Featured image of post Fred goes Open Source

Fred goes Open Source

Two interesting news.

Fred goes open source

Fred is now open source! You can check out its bootstrapping website, and the source code will soon be available in the Thales Open Source GitHub repository once the final checks are complete.

Why Open Source ?

Fred is a working example of a complete multi-agent AI application. It is not just another GenAI framework. While we appreciate tools like langchain and langraph, we believe they become limiting as applications grow in complexity. Instead of being forced into boilerplate-heavy development, we designed Fred with a clean and modular architecture that remains scalable.

Fred is not a generic AI assistant. It is built with specific Kubernetes capabilities in mind. However, it provides two key advantages:

  1. A structured, maintainable design – If you’re not an expert in LangChain or Langraph, Fred offers a solid foundation to build or prototype your AI application.
  2. A ready-to-use modern chat UI – The frontend is similar to DeepSeek, ChatGPT, and other AI chat interfaces. It is convenient to have a decent implentation at hand to explore advanced innovation topics (how do you interact with a team of agent) or add business and domain-specific customization.
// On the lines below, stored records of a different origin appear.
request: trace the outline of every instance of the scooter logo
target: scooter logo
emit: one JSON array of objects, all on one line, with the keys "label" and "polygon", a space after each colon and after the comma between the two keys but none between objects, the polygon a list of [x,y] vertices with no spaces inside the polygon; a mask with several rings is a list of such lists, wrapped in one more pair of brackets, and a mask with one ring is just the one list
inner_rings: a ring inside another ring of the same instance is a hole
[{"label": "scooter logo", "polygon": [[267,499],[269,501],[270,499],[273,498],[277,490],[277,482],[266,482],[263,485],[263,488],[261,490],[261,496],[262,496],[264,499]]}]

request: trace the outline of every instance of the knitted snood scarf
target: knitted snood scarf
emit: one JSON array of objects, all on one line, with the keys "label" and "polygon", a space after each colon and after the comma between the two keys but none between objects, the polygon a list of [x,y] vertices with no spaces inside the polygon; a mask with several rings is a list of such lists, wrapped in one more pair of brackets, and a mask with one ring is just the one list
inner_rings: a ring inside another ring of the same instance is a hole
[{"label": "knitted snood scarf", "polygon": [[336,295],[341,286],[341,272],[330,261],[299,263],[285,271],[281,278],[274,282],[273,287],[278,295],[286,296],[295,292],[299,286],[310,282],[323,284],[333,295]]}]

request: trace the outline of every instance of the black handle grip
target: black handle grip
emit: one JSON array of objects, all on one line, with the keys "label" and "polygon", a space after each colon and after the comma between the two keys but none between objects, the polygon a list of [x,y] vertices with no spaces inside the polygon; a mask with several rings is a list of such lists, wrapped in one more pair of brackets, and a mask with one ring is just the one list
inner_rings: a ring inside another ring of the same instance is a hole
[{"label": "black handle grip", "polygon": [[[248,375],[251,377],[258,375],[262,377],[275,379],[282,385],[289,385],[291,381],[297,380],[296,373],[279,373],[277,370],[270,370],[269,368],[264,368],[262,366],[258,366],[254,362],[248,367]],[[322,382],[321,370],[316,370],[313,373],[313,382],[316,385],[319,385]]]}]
Both the Python backend and the React frontend are fully deployable on Kubernetes, including built-in authentication and security. This means Fred is built for serious deployments—not just experiments.

Fred first fork succeeded

Internally, a team working on an AI assistant for sales proposal writing had an initial implementation using Streamlit, LangChain, OpenSearch, and MinIO. They decided to rebuild their project by forking Fred, and in just one week, they had:

  • A simpler and more maintainable Python backend, thanks to Fred’s multi-agent design.
  • A revamped UI, based on Fred’s existing chat interface.
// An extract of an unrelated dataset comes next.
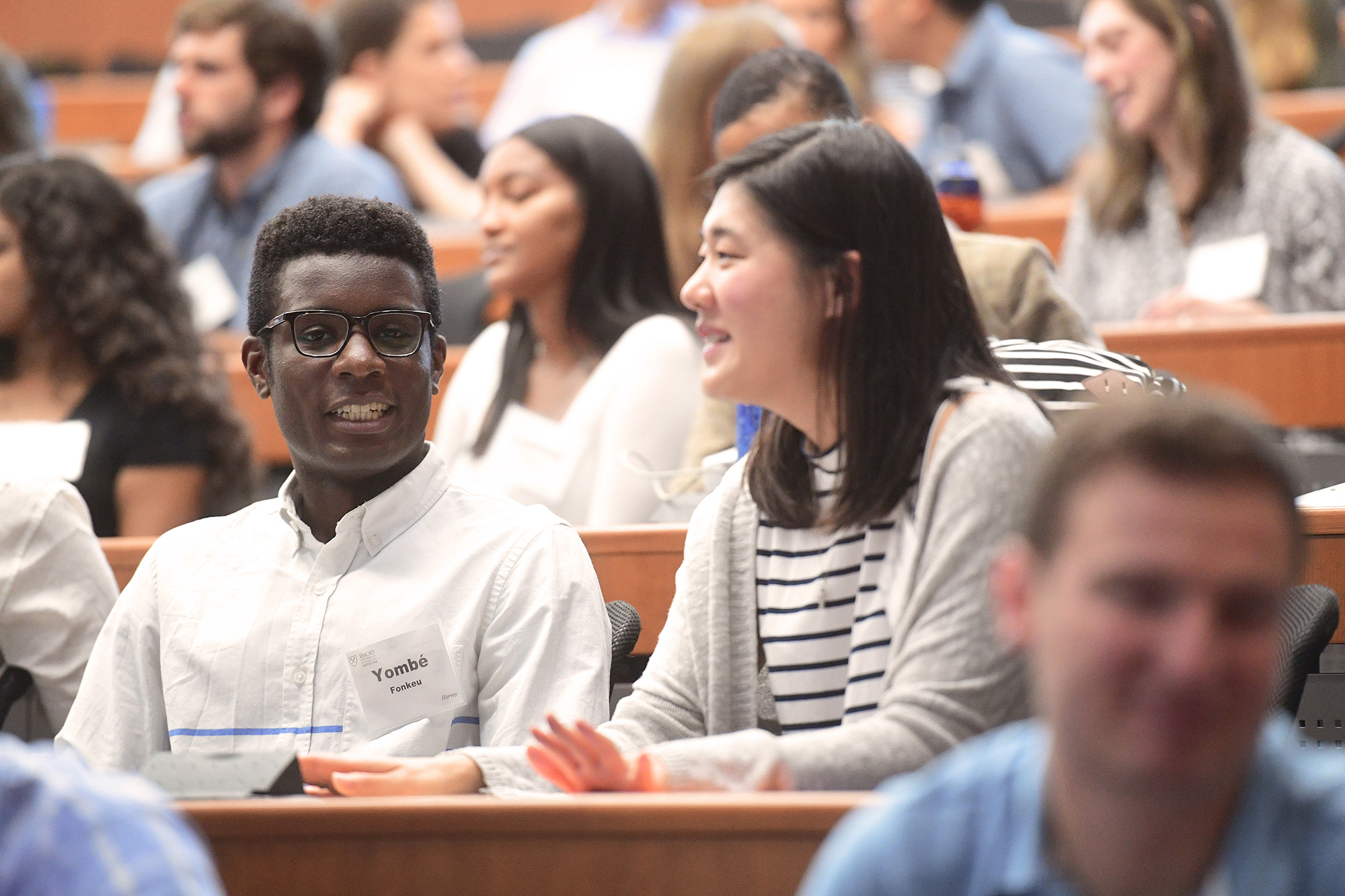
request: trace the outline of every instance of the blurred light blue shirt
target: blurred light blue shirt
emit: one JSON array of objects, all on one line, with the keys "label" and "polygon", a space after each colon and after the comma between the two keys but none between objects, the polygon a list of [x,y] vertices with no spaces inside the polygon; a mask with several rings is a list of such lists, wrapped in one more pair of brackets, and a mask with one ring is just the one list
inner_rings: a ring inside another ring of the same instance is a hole
[{"label": "blurred light blue shirt", "polygon": [[0,892],[222,896],[204,846],[149,783],[0,735]]},{"label": "blurred light blue shirt", "polygon": [[925,168],[950,143],[981,141],[995,151],[1017,192],[1069,174],[1096,106],[1083,61],[1065,43],[1014,24],[1003,7],[989,3],[968,22],[943,74],[916,152]]},{"label": "blurred light blue shirt", "polygon": [[149,180],[139,198],[183,265],[215,256],[238,293],[231,326],[243,330],[253,246],[262,225],[289,206],[325,194],[386,199],[410,209],[401,178],[386,159],[367,147],[338,147],[316,130],[296,139],[257,174],[233,207],[215,194],[211,157]]},{"label": "blurred light blue shirt", "polygon": [[[1049,739],[1040,722],[990,732],[893,778],[847,815],[799,896],[1075,896],[1042,841]],[[1326,896],[1345,889],[1345,757],[1266,722],[1245,790],[1202,892]]]}]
This is exactly why we built Fred—to make it easier to create robust, multi-agent AI applications without struggling with immature frameworks.

What’s Next for Fred

Fred will be maintained on a best-effort basis. That means it could disappear tomorrow—but we’ll do our best to keep it evolving.

If any smart improvements come from our forks, we’ll push them back to Fred. We will continue using Fred to explore Kubernetes-related AI applications. Contributions are welcome! That said, new open-source frameworks may emerge that make Fred obsolete. We’re fine with that. We can’t wait forever for the perfect AI framework—we need to build real, maintainable applications today.

One last note: LangChain and Langraph are useful, but they are not the future. We expect better frameworks to emerge, possibly beyond Python. That’s why we’re not building Fred as a framework, but as a simple, elegant, and practical application.